Cette décision intervient alors que l'on craint que la dépendance à l'égard du soutien de l'extrême droite n'affaiblisse l'efficacité de la gouvernance centriste à Bruxelles. Le plan a été révélé lors d'une rare apparition conjointe d'Herbst et de Repasi, assis côte à côte dans le bureau de Repasi à Bruxelles. Ils ont souligné le besoin urgent d'unité entre les groupes centristes pour empêcher les voix extrémistes de gagner plus de pouvoir. Selon les dernières données de sondage, les trois plus grandes familles politiques centristes, le PPE, Renew et les Verts, devraient perdre près de 50 sièges lors des prochaines élections européennes de 2029. Ce déclin menace de déstabiliser davantage le Parlement européen, où les partis d'extrême droite et d'extrême gauche sont sur le point de gagner du terrain.

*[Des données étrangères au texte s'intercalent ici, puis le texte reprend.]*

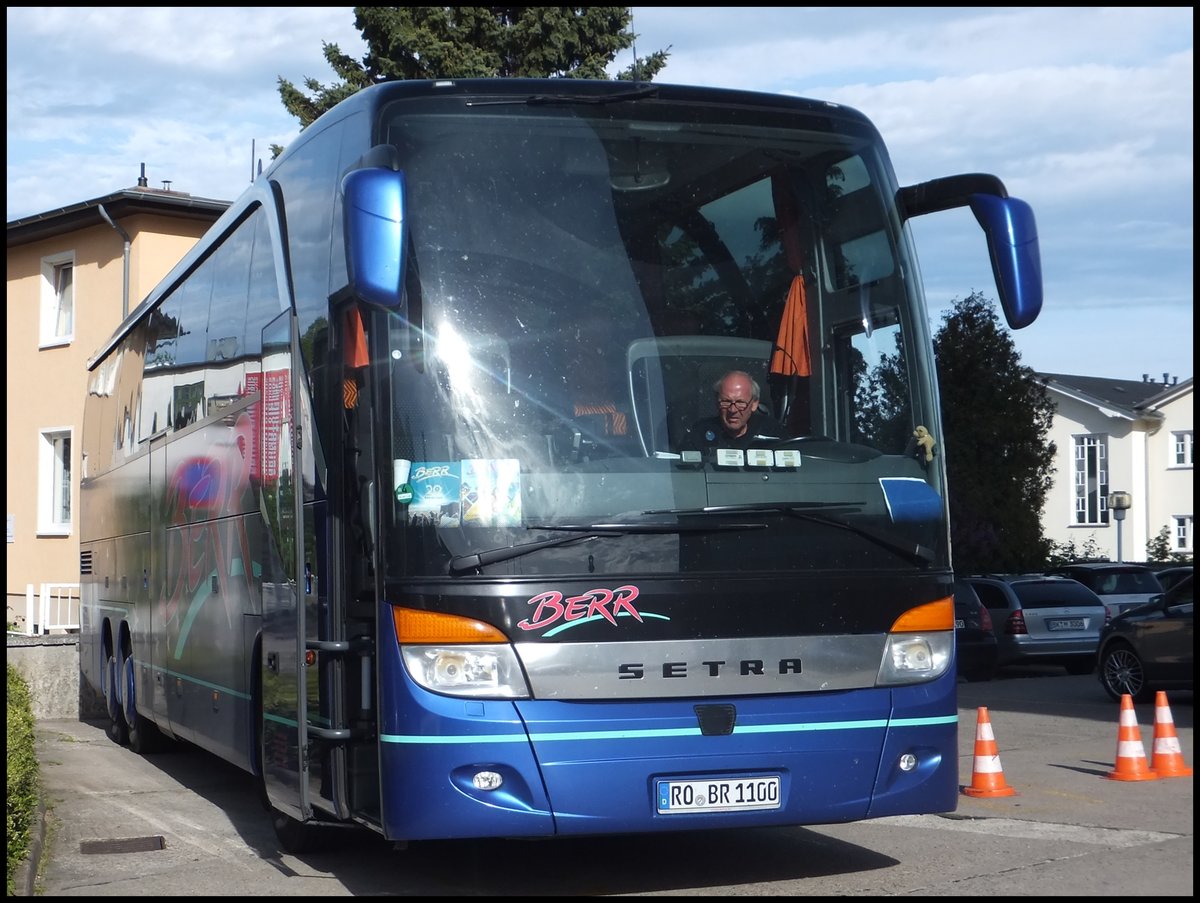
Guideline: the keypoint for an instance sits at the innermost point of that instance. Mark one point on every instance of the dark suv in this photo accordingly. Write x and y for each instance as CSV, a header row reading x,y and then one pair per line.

La rupture de la coopération entre le PPE et le S&D a été exacerbée depuis les élections européennes de 2024, lorsque les partis d'extrême droite ont réalisé des gains significatifs. Le PPE, qui comprend l'Union chrétienne-démocrate (CDU) de l'Allemagne, s'est de plus en plus tourné vers des alliés d'extrême droite pour obtenir des victoires législatives. Des exemples récents incluent l'adoption de lois liées à l'immigration, aux réglementations environnementales et à la politique économique, qui ont toutes nécessité le soutien des factions de droite. Ce changement a créé des tensions au sein du Parlement européen, rendant plus difficile pour les groupes centristes de faire avancer leurs programmes sans compromettre leurs principes.
Herbst et Repasi soutiennent que l'approche ad hoc actuelle de la négociation est insoutenable. Au lieu de cela, ils proposent d'adopter un cadre de coalition de style allemand, dans lequel les deux principaux groupes centristes établissent des règles claires pour la prise de décision et le tour par tour.

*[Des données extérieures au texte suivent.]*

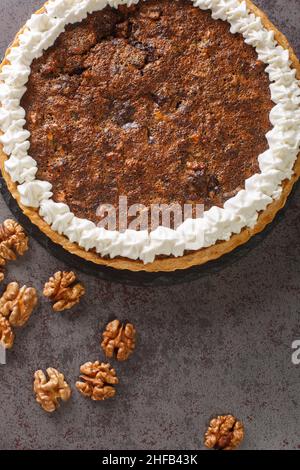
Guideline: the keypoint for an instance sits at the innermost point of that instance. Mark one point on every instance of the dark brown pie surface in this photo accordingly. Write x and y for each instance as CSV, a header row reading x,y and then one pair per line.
x,y
157,102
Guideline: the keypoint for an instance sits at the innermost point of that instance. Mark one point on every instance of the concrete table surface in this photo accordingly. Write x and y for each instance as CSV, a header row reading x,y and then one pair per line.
x,y
219,344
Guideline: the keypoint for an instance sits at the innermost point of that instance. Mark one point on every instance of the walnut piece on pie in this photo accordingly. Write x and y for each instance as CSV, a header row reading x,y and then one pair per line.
x,y
13,242
119,339
17,304
50,390
224,433
97,380
63,290
6,333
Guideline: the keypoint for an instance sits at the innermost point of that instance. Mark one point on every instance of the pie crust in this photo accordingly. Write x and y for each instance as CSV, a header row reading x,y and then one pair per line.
x,y
190,259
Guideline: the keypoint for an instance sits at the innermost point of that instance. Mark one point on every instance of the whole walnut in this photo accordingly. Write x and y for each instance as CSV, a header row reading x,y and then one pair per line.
x,y
97,380
224,433
118,339
63,290
17,304
50,391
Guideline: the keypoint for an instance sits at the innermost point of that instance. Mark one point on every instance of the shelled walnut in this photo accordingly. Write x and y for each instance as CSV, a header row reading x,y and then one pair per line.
x,y
13,242
50,391
6,333
17,304
63,290
224,432
119,339
97,380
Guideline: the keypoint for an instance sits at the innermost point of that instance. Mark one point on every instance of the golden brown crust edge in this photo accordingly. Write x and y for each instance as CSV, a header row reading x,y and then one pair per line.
x,y
170,264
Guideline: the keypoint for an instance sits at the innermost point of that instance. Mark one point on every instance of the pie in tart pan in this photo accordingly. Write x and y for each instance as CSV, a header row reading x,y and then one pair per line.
x,y
164,101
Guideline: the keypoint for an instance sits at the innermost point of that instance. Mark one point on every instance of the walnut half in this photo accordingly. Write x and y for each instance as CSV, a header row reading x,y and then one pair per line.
x,y
63,290
17,304
118,339
49,391
224,433
97,380
13,242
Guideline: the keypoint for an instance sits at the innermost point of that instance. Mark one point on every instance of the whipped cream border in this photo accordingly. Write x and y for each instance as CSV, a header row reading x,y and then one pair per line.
x,y
276,164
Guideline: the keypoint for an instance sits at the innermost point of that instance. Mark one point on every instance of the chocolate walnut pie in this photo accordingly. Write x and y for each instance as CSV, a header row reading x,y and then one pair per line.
x,y
164,102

Herbst a noté que le manque de cohésion entre les groupes centristes a conduit à des résultats imprévisibles dans des votes clés, tels que le récent rejet de l'accord commercial UE-Mercosur. En créant un front plus unifié, les deux partis espèrent assurer un passage plus fluide des grandes initiatives et renforcer la crédibilité du projet européen. Il a fait valoir que sans un engagement renouvelé envers le dialogue, le système actuel risque d'être submergé par les forces populistes. À l'approche des élections de 2029, le succès de cette initiative dépendra de la capacité des dirigeants des deux principaux partis allemands à surmonter les rivalités historiques et à s'engager dans une vision commune de la gouvernance européenne.
Si elle est mise en œuvre, la coalition proposée pourrait marquer un tournant dans la lutte contre la montée de l'extrémisme dans l'UE.